As a journalism graduate, Chuang discovered his keen interest in politics and law. During his studies, he would often attend lectures at National Chengchi University. Later on, Chuang decided to take a diplomacy exam. Chuang said that what one has learned during undergraduate studies is just a base; master and doctoral studies are the dividing lines to the real profession. Chuang encouraged the students interested in diplomacy to try different fields. “Among my colleagues are people with a background in electrical engineering, medicine, and pharmacy,” he said.

How to increase international participation? Chuang recommended two ways to do it. He encouraged the students to catch the opportunity to join the International Youth Ambassadors Exchange Program while they are still studying; the costs of the visit abroad are nearly entirely covered by the government.
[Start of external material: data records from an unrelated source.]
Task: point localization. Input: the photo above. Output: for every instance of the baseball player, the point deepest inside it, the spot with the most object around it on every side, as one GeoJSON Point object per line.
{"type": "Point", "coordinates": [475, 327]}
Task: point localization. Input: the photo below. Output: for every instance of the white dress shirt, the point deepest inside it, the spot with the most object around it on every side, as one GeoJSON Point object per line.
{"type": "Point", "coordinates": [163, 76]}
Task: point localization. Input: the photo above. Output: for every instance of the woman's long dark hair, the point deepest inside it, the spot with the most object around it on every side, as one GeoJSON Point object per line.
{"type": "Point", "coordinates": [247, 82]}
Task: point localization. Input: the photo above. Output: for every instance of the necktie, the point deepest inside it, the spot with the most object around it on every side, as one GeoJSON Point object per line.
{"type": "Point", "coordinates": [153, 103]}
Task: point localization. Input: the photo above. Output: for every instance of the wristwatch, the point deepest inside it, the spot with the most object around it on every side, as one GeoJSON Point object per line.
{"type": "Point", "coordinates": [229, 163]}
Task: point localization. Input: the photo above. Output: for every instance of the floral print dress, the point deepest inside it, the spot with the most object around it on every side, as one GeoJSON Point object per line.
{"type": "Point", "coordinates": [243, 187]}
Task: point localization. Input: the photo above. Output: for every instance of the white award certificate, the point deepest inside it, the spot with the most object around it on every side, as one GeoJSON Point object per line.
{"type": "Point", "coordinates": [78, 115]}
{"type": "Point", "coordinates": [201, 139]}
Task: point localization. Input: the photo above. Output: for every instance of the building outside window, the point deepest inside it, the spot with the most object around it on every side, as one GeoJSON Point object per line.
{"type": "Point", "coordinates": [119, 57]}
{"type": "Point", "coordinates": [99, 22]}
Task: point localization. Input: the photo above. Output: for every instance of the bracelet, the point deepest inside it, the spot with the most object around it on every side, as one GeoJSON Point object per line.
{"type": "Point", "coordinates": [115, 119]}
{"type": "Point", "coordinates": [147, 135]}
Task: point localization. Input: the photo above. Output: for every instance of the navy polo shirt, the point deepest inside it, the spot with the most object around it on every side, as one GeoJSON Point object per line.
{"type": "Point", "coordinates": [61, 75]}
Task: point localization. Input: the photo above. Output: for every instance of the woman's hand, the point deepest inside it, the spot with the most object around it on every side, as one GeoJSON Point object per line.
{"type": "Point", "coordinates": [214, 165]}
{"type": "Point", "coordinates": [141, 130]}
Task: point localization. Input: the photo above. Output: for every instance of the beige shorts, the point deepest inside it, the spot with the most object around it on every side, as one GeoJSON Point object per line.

Working holiday visa available for people aged from 18 to 35 is another option, letting young people legally work in countries that have an agreement on the program without financial pressure. Chuang also reminded students to prepare well for a trip abroad, study the local culture and political situation of the destination to avoid stepping on a landmine.

Chuang considers Taiwan highly competitive on the international level: R.O.C. nationals are eligible for visa-exempt entry to 168 countries, which is a significant acknowledgment for Taiwan. He recalls a previous experience in Taipei Representative Office in Denmark, when a 93-year old Danish doctor, not too long before he passed away, made a call to express his love and support for Taiwan - another example of the positive image of Taiwan abroad.